Mas não te avisaram: não se perde pessoas, o que se perde é um ritmo sincrônico. Há muitos anos ouvi: o nosso tempo já passou. Foi um prego que perfurou a minha membrana timpânica e transfixou a base do crânio. Quando puxei de volta não drenou nada. Mas dói até hoje. Faço compressa de água quente quando o dia termina; só melhora quando acordo.

Acordei quase no final do filme. Quando ela diz pra ele: "pro seu pai só existiram duas mulheres no mundo:
a sua mãe
e todas as outras."

Me deu saudades, isso.
Dos tempos em que a gente amava em silêncio, de quando a neblina era bonita e tinha cheiro de camomila.
Agora, tudo na periferia. É preciso muito barulho e esgotamento para se provar qualquer coisa. Virei a pessoa mais fotofóbica que conheço.

Decidi aderir à greve de importâncias. Só porque o luto ficou justificável, logo agora que não sei mais combinar tons de preto entre si. Fiquei deitada, recebendo desapego intravenoso. Você não quis me transfundir o seu, arranjei quem quisesse. (A verdade, que lamentável, é que sempre vou me importar.)

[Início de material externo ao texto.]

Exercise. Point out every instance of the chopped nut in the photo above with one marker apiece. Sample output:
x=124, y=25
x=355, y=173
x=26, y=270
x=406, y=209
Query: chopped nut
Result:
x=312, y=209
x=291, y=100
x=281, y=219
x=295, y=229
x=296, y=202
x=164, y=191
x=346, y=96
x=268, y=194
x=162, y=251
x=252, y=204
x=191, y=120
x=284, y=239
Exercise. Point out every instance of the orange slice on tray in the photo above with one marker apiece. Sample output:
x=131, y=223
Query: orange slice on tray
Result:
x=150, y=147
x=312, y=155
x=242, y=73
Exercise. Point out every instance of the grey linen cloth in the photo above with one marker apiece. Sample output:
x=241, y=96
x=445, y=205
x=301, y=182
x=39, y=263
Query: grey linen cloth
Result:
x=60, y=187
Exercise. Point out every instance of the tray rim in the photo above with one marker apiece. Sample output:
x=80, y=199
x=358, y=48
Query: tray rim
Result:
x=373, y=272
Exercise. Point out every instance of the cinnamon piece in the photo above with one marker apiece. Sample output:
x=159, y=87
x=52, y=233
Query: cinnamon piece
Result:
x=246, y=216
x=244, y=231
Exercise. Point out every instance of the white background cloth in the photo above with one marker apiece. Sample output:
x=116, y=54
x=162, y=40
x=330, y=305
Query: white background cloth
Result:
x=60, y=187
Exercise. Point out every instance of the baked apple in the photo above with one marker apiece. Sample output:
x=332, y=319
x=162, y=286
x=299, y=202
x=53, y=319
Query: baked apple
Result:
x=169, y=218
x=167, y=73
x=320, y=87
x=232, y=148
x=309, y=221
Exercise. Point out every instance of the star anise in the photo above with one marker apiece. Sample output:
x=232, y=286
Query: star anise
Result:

Sobrou uma poça. De contradição e incerteza. Quem não é?
Vamos continuar sendo orgulho e desmatéria, uma sucessão de eventos duvidosos que parecem integralmente novos. Mas são os mesmos de sempre. Fazem a gente pensar: como a nossa vida é medíocre. Articular palavras vai continuar sendo uma prática obsoleta. Conformar-se: promessas são quebradas antes de serem feitas.
Ao menos não preciso interpretar mais nada. Despertar de um sonho ruim.
Ironia: descobri como se diz "decepção" em ortografia.

Tem coisas que todo mundo sabe: ler música, tirar sangue de artéria, escolher maracujá. Tem coisas que não se ensina.

Queria estar acessível, queria ser transmutável. Mas me desmascararam.
Escorri no vão.
Entre o trem e a plataforma.
Entre o que já foi e o que nunca mais.